The 17-year-old star’s concert, featuring songs from his holiday album “Under the Mistletoe,” at Whitney Elementary School comes after the singer pledged to donate $100,000 to the school.
After Bieber announced the gift and concert on a Nov. 1 episode of “The Ellen Degeneres Show,” the hundreds of students watching the taping from a multi-purpose room at their Las Vegas school erupted into screams and cheers. One girl is seen jumping up and down, and school officials say some of the students burst into tears of joy.
“For the kids, it shows that someone loves them and cares about them to follow up,” Principal Sherrie Gahn told the Las Vegas Sun after the taping. “When you live in an existence where everything seems so hopeless, it’s an amazing gift they will never forget. It’s beyond their wildest dreams.”
Whitney Elementary was first featured on “The Ellen Degeneres Show” in September.
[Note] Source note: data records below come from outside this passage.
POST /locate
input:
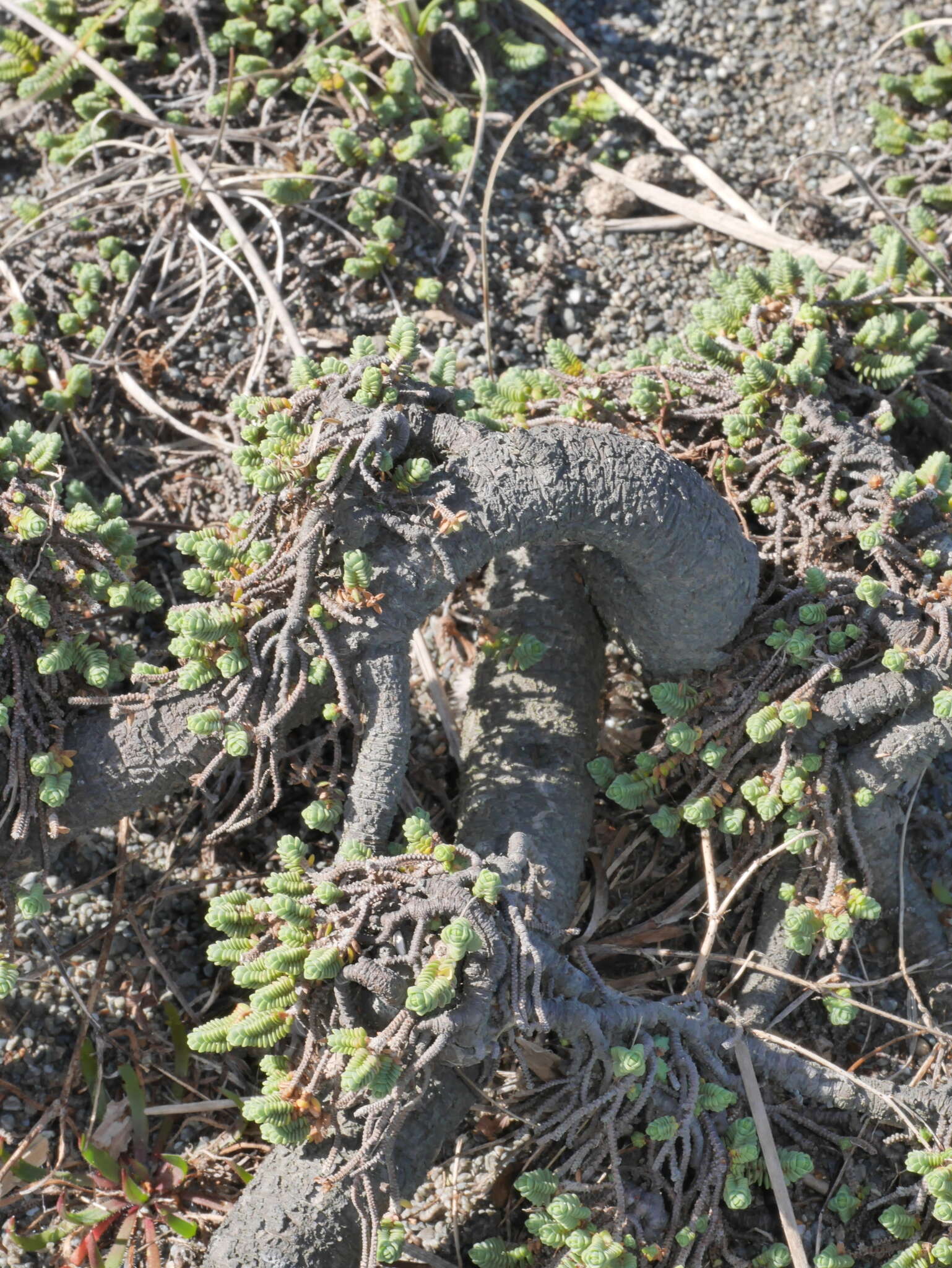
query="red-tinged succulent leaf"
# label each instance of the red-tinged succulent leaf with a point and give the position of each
(127, 1230)
(149, 1231)
(180, 1225)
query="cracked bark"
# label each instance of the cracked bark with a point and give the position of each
(526, 738)
(682, 583)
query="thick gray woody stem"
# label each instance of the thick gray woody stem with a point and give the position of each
(681, 583)
(525, 741)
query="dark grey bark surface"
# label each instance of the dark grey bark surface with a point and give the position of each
(525, 741)
(681, 584)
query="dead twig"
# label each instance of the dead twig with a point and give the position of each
(722, 222)
(257, 266)
(779, 1186)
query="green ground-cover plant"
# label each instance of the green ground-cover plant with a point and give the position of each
(136, 1196)
(374, 493)
(67, 570)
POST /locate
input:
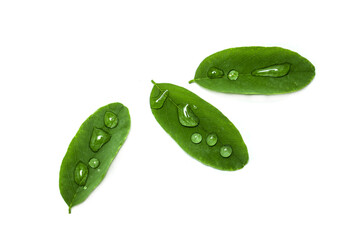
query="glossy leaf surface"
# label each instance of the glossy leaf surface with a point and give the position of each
(255, 70)
(203, 141)
(91, 152)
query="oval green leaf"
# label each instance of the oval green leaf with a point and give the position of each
(217, 130)
(255, 70)
(91, 152)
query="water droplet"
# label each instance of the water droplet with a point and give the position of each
(98, 139)
(186, 116)
(233, 75)
(211, 139)
(159, 101)
(279, 70)
(94, 163)
(215, 73)
(110, 120)
(81, 174)
(196, 138)
(226, 151)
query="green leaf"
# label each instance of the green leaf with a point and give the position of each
(91, 152)
(206, 134)
(255, 70)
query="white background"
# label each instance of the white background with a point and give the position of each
(62, 60)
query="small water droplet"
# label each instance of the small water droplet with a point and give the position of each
(81, 174)
(215, 73)
(98, 139)
(94, 163)
(110, 119)
(278, 70)
(196, 138)
(158, 102)
(211, 139)
(186, 116)
(226, 151)
(233, 75)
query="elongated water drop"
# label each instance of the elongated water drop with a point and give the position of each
(159, 101)
(186, 116)
(233, 75)
(226, 151)
(94, 163)
(215, 73)
(98, 139)
(196, 138)
(211, 139)
(278, 70)
(81, 174)
(110, 119)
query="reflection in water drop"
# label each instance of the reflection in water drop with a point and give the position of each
(186, 116)
(196, 138)
(81, 174)
(226, 151)
(278, 70)
(211, 139)
(215, 73)
(94, 163)
(110, 120)
(233, 75)
(98, 139)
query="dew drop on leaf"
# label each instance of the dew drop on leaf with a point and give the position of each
(98, 139)
(81, 174)
(225, 151)
(186, 116)
(196, 138)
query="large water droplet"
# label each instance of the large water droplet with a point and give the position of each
(278, 70)
(186, 116)
(211, 139)
(81, 174)
(215, 73)
(94, 163)
(159, 101)
(196, 138)
(226, 151)
(233, 75)
(110, 120)
(98, 139)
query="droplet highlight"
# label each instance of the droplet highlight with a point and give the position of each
(94, 163)
(159, 101)
(215, 73)
(211, 139)
(233, 75)
(110, 120)
(186, 116)
(226, 151)
(278, 70)
(81, 174)
(98, 138)
(196, 138)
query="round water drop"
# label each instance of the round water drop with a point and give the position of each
(196, 138)
(211, 139)
(81, 174)
(110, 120)
(215, 73)
(233, 75)
(186, 116)
(225, 151)
(94, 163)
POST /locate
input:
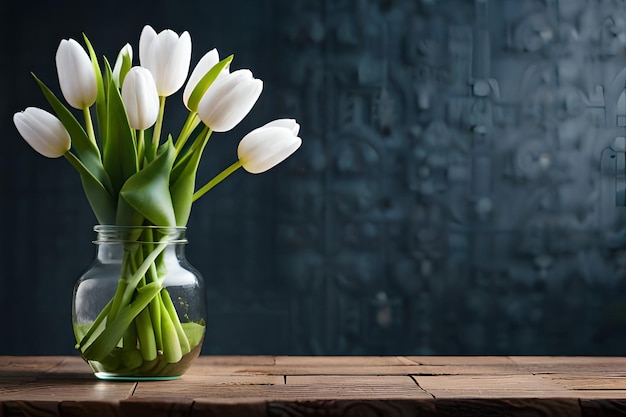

The episode highlighted how the school provides a food pantry, clothes closet, free haircuts and literacy training for students’ families.
Gahn said more than 85 percent of the school’s 600-plus students receive free or reduced lunch. The school also has one of the highest homeless student populations in the Clark County School District.
Gahn, who said she used to see students pocketing ketchup packets from the cafeteria in hopes of having dinner at night, told “The Ellen Degeneres Show” she made a pact with families after she arrived about eight years ago. “I’ll pay your electrical bill, your utilities, I’ll give you food or clothes, whatever you need, as long as you give me your child and then help raise that child as a person of character,” she said.
Families at the school told the show Gahn has stayed true to her promise. One girl said Gahn provided her with a bed. A mother said the principal bought her son glasses. Another mother said the school provided her children with Christmas presents when she planned to skip the gift giving.
Gahn said most of the donations come from individuals or businesses, and she said the show has brought an outpouring of support from across the country. The school also posts a “wish list” on its website, asking for granola bars, pop-top cans of soup and other non-perishable foods that homeless students can eat for dinner or over the weekend.
Bieber’s gift matches a $100,000 donation from Target that was announced on the September TV special about the school. That money is set aside to start an after-school program and continue providing services to struggling families.
“My biggest motivator for the kids and the thought and the hope that they don’t have to live in this existence when they grow up _ that they break the cycle,” Gahn said.